そしてあるとき、この『メビウス』という奇妙な映画、痛みと愛と石と救済と欲と血とおっぱいとパンティと罪悪と狂気の映画をつくりだした作家キム・ギドクに出会った。それが僕の、韓国映画への熱狂のクライマックスだ。

『メビウス』に台詞はない。かろうじて聞こえる人声は息子の手術――家族が愛欲のカタストロフに堕ちるきっかけになった手術後にかすかに聞こえる「いっちゃう」という日本製のアダルトビデオの音声だ。そのほかは「ぎゃあ」とか「ちいっ」とか「あっ」とか、悲鳴であり嗚咽でありオーガズムの唸りだ。メビウスというタイトルの通り、登場人物たちの関係性はねじくれ、激しく湾曲しながらも離れられない。

「台詞がない」というのは必ずしも斬新なアイディアではないし、もともとギドクの映画は非常に寡黙だ。傑作『悪い男』も、『ブレス』も『サマリア』も『春夏秋冬そして春』も、台詞は少なかった。『メビウス』はその延長上にある。
ギドクは言葉以前にあるものを描こうとする。言葉がそれを説明するには、あまりに難しいことを。『悪い男』の主人公たちの心理。春夏秋冬が過ぎ去り、また春が来る季節と年月。
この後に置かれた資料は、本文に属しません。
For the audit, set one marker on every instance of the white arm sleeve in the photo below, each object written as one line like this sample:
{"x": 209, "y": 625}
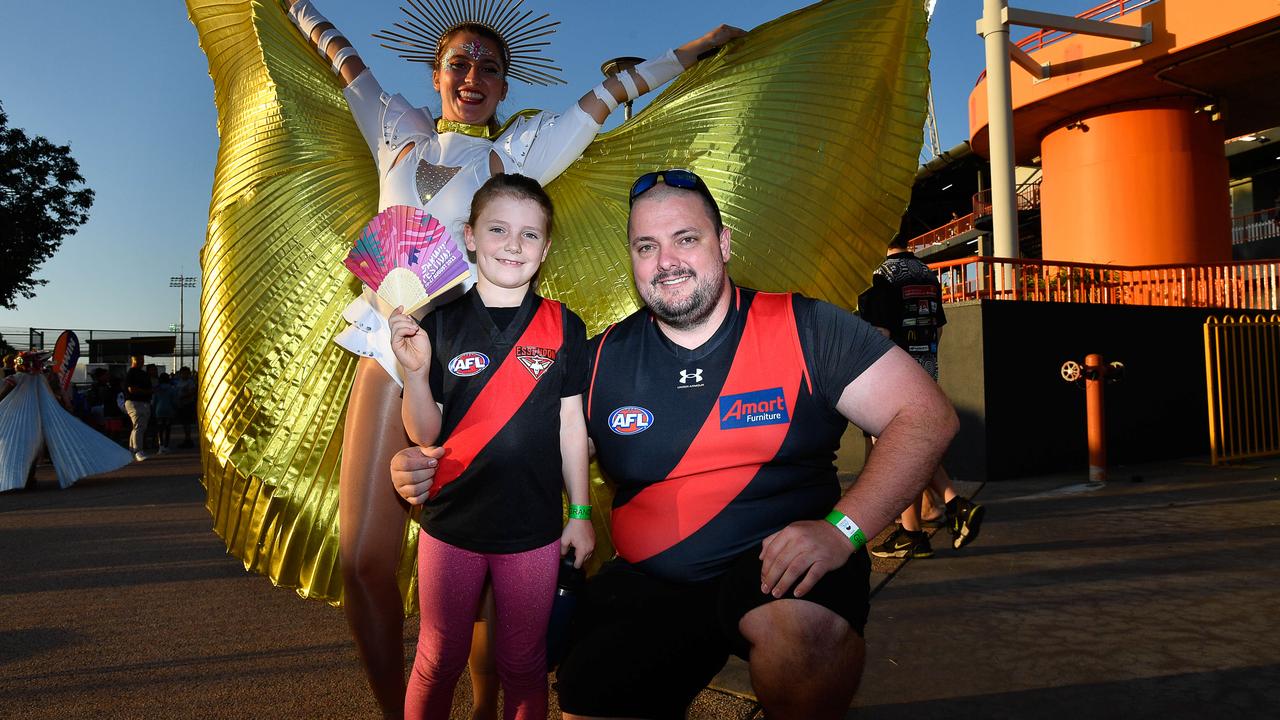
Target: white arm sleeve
{"x": 659, "y": 69}
{"x": 306, "y": 17}
{"x": 543, "y": 146}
何本かの男性器と愛のゆくえをめぐる、この醜悪で見事な、メビウス状につながった悲喜劇も、言葉以前に僕らを納得させる。少年の勃起シーンをみてみよう。「勃起は愛の証である」と、園子温の傑作『愛のむきだし』は高らかにうたいあげたが、『メビウス』の勃起もまたそれを、しかし絶望的な滑稽さのなかに描き出す。一瞬、家族が硬直し、互いの潤んだ目と目と目が交わされて、その視線が何よりも雄弁に真実を明かす、百万語の台詞で語るよりも素晴らしいどんでん返しだ。

この映画の「台詞がない」というのは、たとえば今年公開されたウクライナの傑作映画『ザ・トライブ』のように、舞台が聾学校ゆえにみたいな必然性のあるものではない。これは様式、方法論だ。
切断、新しいオーガズムの得方、レイプ、ナイフ、どんでん返し、近親姦、ピストル、祈り、家族――いびつなメビウスの輪を描くのに、ギドクはひとつの方法論として「台詞がない」を選んだのだ。

『アリラン』あたりでギドクを追うのは何となくやめ、『悪魔を見た』とか『哀しき獣』とか『息もできない』みたいなきらめく作品群はあったけれど、洋風にソフィスティケートされた『スノーピアサー』とか『イノセント・ガーデン』にいまいちノレず、イ・チャンドンの清潔な光のような映画を別として(彼がプロデュースした『私の少女』もとてもよかった)、ほとんど韓国映画への熱狂が冷めた今の今、なぜか『メビウス』を借りて観た。そしてこれを書いた。

なんか目が覚めたみたいな気がするよ、ギドク。また『悪い男』借りて観ようかな。でも、何しろ「玉ヒュン」どころじゃない、すっごく痛くて緊張感ありすぎの映画だからね、0.1ポイント引くよ。